30 Want op dien dag zal hij voor u verzoening doen, om u te reinigen; van al uw zonden zult gij voor het aangezicht des HEEREN gereinigd worden.
Upon this day shall be the expiation for you, and the cleansing from all your sins: you shall be cleansed before the Lord.
31 Dat zal u een sabbat der rust zijn, opdat gij uw zielen verootmoedigt; het is een eeuwige inzetting.
For it is a sabbath of rest, and you shall afflict your souls by a perpetual religion.
32 En de priester, dien men gezalfd, en wiens hand men gevuld zal hebben, om voor zijn vader het priesterambt te bedienen, zal de verzoening doen, als hij de linnen klederen, de heilige klederen, zal aangetrokken hebben.
And the priest that is anointed, and whose hands are consecrated to do the office of the priesthood in his father’s stead, shall make atonement; and he shall be vested with the linen robe and the holy vestments,
33 Zo zal hij het heilige heiligdom verzoenen, en de tent der samenkomst, en het altaar zal hij verzoenen; desgelijks voor de priesteren, en voor al het volk der gemeente zal hij verzoening doen.
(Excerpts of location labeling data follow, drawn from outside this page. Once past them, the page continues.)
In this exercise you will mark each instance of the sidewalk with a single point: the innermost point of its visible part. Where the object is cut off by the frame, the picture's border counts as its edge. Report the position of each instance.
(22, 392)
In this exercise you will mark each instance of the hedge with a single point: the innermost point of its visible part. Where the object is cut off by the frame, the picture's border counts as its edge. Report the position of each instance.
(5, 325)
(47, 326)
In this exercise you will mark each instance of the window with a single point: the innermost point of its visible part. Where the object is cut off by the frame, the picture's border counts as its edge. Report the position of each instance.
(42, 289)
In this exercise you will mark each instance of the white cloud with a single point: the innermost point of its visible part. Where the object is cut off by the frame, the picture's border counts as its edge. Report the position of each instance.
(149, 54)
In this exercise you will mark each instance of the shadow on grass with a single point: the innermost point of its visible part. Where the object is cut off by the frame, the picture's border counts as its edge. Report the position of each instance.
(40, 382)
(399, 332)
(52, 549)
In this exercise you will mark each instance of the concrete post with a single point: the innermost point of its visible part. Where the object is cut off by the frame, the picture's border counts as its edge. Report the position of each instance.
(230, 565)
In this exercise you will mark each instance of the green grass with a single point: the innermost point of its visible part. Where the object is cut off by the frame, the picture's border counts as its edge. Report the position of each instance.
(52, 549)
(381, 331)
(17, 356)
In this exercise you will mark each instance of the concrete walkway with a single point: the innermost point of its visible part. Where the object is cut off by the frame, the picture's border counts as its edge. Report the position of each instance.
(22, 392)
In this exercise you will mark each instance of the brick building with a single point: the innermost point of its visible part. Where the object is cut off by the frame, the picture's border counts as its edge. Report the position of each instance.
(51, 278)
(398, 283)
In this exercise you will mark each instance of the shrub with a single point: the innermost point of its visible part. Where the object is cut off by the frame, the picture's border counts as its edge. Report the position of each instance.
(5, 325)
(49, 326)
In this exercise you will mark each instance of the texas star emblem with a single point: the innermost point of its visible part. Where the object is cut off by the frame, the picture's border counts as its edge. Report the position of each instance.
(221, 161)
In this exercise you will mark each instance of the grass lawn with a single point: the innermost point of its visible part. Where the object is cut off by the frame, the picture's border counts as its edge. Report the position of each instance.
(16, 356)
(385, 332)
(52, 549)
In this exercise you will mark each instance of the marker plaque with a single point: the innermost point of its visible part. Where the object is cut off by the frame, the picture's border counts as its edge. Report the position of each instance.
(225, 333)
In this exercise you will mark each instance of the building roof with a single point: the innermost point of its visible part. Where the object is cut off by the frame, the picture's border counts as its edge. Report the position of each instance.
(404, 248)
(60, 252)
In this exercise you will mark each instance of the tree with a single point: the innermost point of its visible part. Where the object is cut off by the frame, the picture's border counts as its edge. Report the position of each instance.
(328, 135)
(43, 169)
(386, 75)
And he shall expiate the sanctuary and the tabernacle of the testimony and the altar, the priest also and all the people.
34 En dit zal u tot een eeuwige inzetting zijn, om voor de kinderen Israels van al hun zonden, eenmaal des jaars, verzoening te doen. En men deed, gelijk als de HEERE Mozes geboden had.
And this shall be an ordinance for ever, that you pray for the children of Israel, and for all their sins once in a year. He did therefore as the Lord had commanded Moses.